Dijelaskan Syahbudin, bahwa rancangan yang dipresentasikan telah siap masuk tahap pembahasan dan selanjutnya menunggu evaluasi gubernur sebelum disahkan sebagai Perda.
“Terima kasih kepada pimpinan dan seluruh anggota DPRD yang telah memberi ruang kerja kolaboratif selama penyusunan rancangan,” ujar Syahbudin.
Baca Juga: Fraksi PKB Sampaikan Catatan Kritis untuk APBD Bangka 2026
Syahbudin menjelaskan susunan Raperda yang memuat empat belas pasal serta dokumen rancangan akhir RPJMD sebagai lampiran resmi. Dokumen besar pembangunan lima tahunan ini terdiri dari lima bab utama.

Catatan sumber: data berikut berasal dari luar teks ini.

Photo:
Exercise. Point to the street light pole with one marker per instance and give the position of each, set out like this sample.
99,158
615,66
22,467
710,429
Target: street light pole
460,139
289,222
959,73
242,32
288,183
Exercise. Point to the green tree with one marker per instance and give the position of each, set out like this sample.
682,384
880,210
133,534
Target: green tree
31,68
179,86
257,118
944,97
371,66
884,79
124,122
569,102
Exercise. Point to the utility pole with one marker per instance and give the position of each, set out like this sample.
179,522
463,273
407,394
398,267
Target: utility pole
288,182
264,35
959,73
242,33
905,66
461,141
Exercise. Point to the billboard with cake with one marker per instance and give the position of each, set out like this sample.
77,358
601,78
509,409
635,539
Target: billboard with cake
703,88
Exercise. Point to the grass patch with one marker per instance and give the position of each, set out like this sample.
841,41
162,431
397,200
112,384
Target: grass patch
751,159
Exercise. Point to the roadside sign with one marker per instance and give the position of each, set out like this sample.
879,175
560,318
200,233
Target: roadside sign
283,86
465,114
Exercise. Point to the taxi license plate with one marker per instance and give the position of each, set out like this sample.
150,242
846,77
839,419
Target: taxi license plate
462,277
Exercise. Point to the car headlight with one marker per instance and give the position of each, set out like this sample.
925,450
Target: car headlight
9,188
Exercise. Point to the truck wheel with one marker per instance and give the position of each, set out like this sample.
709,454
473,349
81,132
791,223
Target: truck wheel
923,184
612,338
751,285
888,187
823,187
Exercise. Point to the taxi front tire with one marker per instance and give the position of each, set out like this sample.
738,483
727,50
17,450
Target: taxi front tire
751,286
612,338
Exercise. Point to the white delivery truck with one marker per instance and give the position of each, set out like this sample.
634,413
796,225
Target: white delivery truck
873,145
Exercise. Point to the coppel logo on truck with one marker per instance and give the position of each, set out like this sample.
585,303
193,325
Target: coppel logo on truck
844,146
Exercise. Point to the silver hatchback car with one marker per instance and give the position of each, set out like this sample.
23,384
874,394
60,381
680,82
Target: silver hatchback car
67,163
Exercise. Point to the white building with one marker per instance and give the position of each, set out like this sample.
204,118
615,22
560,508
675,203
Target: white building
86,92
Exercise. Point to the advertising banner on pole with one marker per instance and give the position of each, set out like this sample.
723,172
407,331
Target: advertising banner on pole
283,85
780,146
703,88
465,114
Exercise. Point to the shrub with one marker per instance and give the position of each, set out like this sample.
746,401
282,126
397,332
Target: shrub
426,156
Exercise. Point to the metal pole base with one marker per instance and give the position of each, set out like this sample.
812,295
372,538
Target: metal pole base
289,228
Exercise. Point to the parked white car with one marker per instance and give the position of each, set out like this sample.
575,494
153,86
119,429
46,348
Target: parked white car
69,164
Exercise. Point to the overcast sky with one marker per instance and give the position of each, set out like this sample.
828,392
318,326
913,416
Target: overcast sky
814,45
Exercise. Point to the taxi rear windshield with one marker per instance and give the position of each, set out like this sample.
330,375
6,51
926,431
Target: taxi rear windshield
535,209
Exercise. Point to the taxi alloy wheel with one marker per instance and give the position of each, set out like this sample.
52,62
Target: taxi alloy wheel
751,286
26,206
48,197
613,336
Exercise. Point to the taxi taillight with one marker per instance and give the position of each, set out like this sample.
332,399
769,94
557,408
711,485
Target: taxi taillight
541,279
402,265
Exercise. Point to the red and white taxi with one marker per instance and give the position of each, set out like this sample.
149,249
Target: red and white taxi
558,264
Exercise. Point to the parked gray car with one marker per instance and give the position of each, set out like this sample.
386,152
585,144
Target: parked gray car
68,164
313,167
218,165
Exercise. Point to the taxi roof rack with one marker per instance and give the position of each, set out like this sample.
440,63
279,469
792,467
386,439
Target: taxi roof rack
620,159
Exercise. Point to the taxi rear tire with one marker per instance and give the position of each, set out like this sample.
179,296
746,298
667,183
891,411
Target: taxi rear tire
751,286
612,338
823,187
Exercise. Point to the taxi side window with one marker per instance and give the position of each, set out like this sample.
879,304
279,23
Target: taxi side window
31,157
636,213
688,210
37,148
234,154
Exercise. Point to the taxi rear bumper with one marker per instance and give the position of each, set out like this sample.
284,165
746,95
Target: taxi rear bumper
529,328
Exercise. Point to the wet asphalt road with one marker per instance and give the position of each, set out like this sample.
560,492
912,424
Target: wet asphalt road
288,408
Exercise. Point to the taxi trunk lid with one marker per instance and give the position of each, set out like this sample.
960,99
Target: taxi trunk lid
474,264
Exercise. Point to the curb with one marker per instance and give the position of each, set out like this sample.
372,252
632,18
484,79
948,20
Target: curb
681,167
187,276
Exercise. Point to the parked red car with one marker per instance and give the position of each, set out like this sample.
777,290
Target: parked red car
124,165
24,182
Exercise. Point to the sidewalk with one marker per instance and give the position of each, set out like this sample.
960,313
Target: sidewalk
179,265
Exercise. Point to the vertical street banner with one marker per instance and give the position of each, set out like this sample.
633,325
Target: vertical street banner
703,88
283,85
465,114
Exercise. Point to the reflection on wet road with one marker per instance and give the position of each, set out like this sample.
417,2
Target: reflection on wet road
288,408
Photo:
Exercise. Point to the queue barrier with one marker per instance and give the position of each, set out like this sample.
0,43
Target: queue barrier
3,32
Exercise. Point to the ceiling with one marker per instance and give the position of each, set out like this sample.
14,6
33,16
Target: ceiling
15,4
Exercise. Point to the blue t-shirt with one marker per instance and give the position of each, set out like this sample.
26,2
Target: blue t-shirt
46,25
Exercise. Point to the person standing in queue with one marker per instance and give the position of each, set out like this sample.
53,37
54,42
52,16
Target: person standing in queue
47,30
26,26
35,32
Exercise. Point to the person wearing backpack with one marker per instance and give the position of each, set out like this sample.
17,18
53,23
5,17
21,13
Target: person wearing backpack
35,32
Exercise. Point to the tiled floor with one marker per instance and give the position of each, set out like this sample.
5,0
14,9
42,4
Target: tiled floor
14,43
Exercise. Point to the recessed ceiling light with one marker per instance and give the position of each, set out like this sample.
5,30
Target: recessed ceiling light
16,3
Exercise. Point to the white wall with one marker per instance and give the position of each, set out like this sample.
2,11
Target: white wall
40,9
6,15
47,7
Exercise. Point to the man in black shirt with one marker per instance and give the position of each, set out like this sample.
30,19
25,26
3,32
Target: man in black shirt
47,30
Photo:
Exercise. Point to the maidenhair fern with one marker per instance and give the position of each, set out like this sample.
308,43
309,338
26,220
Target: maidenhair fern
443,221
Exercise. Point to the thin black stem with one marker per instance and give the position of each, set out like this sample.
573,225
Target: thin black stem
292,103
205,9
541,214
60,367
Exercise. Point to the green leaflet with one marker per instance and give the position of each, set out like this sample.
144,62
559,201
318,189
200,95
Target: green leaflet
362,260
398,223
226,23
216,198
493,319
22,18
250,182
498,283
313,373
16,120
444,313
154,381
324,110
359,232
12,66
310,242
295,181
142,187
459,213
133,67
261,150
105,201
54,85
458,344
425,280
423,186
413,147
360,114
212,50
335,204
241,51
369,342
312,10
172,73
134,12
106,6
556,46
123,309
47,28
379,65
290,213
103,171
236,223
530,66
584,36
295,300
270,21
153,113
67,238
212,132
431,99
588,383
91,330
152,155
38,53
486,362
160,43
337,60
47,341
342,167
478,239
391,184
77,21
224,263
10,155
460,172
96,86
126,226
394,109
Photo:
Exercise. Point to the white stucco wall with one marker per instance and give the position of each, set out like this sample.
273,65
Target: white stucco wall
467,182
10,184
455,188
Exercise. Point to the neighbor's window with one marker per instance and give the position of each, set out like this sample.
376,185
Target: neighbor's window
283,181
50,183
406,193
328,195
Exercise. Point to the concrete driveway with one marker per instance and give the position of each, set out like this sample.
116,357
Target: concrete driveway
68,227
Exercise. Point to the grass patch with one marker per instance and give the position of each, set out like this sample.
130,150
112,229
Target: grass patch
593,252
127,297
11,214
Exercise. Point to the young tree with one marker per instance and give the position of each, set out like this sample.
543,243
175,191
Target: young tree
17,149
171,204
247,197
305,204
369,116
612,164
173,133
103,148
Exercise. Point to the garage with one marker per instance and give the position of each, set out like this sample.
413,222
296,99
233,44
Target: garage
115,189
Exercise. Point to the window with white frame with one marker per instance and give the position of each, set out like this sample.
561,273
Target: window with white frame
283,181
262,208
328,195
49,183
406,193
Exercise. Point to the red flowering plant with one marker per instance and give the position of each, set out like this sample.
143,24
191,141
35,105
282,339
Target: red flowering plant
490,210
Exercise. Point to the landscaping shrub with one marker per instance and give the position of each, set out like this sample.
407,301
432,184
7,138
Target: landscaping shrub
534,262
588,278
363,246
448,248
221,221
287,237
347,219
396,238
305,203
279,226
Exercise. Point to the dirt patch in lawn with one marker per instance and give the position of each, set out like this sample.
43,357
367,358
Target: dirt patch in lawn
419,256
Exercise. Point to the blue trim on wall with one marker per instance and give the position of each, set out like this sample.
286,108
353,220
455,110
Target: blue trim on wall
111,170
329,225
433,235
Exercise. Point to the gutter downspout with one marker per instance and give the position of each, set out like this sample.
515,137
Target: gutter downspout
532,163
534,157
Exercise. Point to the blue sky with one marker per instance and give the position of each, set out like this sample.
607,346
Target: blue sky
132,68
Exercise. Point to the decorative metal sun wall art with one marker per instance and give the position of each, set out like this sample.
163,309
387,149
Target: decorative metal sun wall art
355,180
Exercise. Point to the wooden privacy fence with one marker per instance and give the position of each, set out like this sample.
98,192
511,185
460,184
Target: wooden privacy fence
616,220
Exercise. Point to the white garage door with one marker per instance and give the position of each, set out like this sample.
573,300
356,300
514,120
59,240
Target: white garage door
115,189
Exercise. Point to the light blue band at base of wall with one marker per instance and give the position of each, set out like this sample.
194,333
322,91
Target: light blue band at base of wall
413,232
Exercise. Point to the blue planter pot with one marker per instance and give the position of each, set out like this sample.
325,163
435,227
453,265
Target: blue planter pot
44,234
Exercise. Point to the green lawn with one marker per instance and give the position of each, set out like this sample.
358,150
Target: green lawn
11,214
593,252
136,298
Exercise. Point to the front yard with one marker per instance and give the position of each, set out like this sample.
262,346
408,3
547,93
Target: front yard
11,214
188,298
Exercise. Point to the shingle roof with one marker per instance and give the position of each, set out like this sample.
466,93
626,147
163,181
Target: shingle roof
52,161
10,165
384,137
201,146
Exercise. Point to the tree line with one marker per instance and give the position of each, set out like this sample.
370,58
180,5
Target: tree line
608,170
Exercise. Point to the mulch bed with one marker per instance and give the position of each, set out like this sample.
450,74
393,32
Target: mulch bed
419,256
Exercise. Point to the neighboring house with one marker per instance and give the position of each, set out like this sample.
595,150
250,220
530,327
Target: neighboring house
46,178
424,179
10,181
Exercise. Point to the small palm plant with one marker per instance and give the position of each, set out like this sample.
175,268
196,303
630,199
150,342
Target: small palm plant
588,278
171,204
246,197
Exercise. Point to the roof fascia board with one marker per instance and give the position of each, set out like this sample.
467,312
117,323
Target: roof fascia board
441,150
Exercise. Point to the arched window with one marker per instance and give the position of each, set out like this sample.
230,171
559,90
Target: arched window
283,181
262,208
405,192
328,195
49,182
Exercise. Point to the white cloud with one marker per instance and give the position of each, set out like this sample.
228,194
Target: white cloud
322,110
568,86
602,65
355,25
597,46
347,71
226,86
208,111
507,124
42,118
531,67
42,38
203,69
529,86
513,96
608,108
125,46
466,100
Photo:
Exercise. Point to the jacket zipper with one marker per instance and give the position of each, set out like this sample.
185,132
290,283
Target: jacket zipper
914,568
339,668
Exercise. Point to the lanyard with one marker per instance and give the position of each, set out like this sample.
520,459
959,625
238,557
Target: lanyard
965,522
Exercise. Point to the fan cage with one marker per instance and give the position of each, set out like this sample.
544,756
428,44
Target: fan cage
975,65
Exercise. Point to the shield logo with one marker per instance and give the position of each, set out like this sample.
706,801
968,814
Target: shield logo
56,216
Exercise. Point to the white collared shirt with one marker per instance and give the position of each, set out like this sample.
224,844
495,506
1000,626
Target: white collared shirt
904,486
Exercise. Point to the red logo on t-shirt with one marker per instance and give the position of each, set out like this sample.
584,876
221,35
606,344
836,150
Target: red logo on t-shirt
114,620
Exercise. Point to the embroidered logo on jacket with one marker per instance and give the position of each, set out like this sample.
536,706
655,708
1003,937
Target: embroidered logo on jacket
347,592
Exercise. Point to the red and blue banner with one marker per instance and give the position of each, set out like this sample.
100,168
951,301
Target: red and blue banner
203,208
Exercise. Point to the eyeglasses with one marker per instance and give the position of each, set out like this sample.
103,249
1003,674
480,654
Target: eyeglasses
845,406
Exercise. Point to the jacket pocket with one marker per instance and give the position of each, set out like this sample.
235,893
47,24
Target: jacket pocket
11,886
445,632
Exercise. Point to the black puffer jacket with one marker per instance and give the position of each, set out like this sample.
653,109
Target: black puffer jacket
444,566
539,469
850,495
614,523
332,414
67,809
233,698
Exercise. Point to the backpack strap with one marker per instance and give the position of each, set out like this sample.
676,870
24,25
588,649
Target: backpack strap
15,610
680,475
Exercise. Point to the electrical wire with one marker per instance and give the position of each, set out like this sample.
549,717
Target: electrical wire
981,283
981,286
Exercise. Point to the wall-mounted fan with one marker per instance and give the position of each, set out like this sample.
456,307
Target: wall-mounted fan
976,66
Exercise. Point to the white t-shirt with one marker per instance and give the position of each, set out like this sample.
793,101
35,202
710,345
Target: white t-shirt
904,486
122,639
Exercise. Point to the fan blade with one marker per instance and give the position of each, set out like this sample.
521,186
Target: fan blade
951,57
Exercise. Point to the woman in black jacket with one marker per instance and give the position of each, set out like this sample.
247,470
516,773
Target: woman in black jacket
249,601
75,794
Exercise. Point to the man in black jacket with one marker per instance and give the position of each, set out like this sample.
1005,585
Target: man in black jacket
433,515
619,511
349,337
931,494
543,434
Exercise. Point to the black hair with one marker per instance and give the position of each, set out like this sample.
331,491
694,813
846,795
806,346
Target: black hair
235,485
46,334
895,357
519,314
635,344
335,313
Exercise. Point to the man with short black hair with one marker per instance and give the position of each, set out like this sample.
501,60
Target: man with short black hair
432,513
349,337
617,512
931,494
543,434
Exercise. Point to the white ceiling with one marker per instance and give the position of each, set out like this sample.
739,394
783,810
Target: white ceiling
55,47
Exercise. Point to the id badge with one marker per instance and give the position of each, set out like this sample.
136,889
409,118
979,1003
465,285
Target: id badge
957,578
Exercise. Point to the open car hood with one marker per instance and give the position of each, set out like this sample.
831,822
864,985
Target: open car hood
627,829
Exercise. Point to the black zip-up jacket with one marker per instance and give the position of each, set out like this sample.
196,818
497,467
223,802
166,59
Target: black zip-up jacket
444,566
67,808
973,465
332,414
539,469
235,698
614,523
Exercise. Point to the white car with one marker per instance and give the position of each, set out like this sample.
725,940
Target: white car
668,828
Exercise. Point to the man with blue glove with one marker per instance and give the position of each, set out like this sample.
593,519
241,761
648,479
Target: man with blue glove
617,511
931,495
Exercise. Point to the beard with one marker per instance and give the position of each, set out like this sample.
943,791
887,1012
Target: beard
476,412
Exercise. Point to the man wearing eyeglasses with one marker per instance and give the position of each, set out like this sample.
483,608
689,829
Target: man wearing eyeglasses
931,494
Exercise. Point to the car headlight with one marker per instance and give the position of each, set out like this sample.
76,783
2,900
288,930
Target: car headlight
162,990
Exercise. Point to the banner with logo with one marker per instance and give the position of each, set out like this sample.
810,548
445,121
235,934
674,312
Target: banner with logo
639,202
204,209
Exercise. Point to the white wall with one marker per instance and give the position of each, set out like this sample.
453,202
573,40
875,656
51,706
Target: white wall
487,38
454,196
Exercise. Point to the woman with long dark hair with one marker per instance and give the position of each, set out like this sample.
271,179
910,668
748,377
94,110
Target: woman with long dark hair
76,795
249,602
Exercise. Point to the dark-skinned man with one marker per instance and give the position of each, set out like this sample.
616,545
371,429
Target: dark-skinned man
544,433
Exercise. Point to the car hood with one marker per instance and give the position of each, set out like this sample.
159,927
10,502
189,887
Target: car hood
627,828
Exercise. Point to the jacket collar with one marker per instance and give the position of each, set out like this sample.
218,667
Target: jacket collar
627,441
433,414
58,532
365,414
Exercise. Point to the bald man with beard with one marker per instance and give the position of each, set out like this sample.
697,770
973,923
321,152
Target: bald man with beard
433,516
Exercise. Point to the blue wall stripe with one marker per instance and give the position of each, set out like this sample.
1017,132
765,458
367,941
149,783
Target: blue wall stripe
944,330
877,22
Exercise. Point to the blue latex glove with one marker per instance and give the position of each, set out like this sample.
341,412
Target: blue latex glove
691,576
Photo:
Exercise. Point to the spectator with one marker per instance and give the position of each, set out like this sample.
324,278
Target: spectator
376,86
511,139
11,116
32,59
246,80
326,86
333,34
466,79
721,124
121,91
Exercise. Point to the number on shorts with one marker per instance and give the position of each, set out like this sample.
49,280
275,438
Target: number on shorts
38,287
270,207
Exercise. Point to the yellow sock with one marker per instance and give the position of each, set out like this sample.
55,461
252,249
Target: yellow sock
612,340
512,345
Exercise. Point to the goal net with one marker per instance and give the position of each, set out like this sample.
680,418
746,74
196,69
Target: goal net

“Bab pertama menjelaskan latar belakang dan dasar hukum beserta keterkaitan RPJMD dengan dokumen perencanaan pembangunan lainnya. Bab kedua berisi kondisi umum daerah, karakter wilayah, perkembangan daerah, hingga isu strategis yang harus dijawab. Bab ketiga menjadi inti karena memuat visi pembangunan, misi, tujuan dan sasaran serta strategi dan program prioritas bupati dan wakil bupati untuk periode 2025–2029. Bab keempat merinci program pembangunan lengkap dengan indikator kinerja, target capaian, pendanaan indikatif, serta indikator kinerja daerah. Bab kelima menutup dokumen dengan rangkuman arah pelaksanaan pembangunan dan mekanisme evaluasi,” tegas Syahbudin.
Paripurna ini menandai momentum awal pembahasan bersama antara DPRD dan pemerintah daerah untuk meletakkan arah pembangunan Kabupaten Bangka lima tahun ke depan.